Three years ago BBC News reporter Danielle Glavin worked undercover to highlight poor hygiene standards at a hospital run by the Maidstone and Tunbridge Wells NHS Trust.
With a fake reference and a button hole camera I started work
She speaks of her time there after a report said 90 deaths at the trust's hospitals could have been avoided.
Cleaning in a hospital is a tough and thankless job, it involves bagging up clinical waste and scrubbing toilets used by hundreds.
But the headlines about MRSA and Clostridium difficile infections show just how important it is to do it properly.
I spent a week working as a hospital cleaner after South East Today received complaints about poor hygiene standards at the Kent and Sussex Hospital in Tunbridge Wells.
During my time there I saw used medical instruments dumped in a sink for 24 hours, a bloodied gown left on a trolley for a day and a build up of old dirt.
I saw patients exposed to possible infections and found hospital policies being breached - even by some in-house supervisors.
In May 2004 after 45 minutes of training I became the new Accident and Emergency department cleaner but with a buttonhole camera hidden in my uniform.
On the first day I noticed old blood stains on the floor and unlocked sharps bin, containing used needles, lying in corridors.
In the following week I found food in the fridge that was so mouldy it was unrecognisable, in an A&E operating theatre there was such a large amount of dirt I had to use a dust pan and brush to clean it and under shelves of medical equipment I found a shocking build up of old dirt.
Clinical waste skips, which contain bags full of old dressings, were left unlocked and often overflowed even though hospital policy states they have to be locked at all times. I asked a supervisor if I should lock them, she told me not to worry as it was a Friday.
Water jugs changed
On a ward where four of the patients were being barrier nursed to stop infections spreading I saw how the system breaks down.
A cleaner, who was teaching me how to clean, collected the water jugs from every bed and simply swilled them out with cold water.
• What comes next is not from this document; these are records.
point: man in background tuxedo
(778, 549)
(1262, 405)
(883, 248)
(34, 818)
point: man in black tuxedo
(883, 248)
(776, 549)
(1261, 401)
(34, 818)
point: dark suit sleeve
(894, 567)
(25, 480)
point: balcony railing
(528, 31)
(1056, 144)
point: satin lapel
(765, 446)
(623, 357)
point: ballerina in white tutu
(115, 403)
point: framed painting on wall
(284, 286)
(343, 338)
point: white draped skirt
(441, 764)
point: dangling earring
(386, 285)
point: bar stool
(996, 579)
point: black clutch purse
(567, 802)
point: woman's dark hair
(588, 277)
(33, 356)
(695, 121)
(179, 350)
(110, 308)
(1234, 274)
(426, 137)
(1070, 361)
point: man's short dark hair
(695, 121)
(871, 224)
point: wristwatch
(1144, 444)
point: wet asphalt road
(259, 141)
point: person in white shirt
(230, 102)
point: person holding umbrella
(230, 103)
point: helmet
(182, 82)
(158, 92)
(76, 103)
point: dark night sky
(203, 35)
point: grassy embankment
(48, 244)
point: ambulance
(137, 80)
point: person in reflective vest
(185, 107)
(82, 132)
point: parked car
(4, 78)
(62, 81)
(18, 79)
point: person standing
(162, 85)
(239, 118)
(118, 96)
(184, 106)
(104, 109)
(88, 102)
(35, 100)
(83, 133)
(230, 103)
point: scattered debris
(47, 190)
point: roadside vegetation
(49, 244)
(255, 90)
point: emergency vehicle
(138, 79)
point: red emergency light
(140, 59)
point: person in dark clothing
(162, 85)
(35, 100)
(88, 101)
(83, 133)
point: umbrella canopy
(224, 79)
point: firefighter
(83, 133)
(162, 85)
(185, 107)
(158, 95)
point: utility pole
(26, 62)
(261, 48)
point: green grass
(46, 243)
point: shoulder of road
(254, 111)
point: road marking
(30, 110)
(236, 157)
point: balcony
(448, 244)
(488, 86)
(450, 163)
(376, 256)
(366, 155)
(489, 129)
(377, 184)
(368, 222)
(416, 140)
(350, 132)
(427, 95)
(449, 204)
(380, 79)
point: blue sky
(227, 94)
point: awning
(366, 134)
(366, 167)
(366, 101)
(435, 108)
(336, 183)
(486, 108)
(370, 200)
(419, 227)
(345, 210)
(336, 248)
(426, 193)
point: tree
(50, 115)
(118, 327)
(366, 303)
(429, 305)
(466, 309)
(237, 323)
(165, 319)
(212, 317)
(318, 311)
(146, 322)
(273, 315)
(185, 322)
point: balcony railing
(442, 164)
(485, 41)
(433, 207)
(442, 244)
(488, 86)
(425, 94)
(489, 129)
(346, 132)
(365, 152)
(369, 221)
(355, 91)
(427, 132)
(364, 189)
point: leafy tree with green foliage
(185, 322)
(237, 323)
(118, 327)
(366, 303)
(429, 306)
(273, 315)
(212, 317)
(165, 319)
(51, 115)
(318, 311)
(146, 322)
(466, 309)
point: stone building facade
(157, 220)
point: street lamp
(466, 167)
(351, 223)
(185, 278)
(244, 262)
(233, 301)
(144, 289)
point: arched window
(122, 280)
She re-filled and then randomly returned all but one of them.
I asked if they should be washed properly and she explained she had washed them that morning so didn't bother in the evening.
Rose Gibb, the former chief executive of the Maidstone and Tunbridge Wells Trust, had only been in post for six months when we showed her the investigation.
In response she said: "We're investing, we are making radical changes, it takes time to get sustained improvement and I will not stop until I get the standards that I believe the population deserves."
She resigned on Friday and has not commented on this latest report but it mirrors many of South East Today's findings and shows that her pledge was not delivered.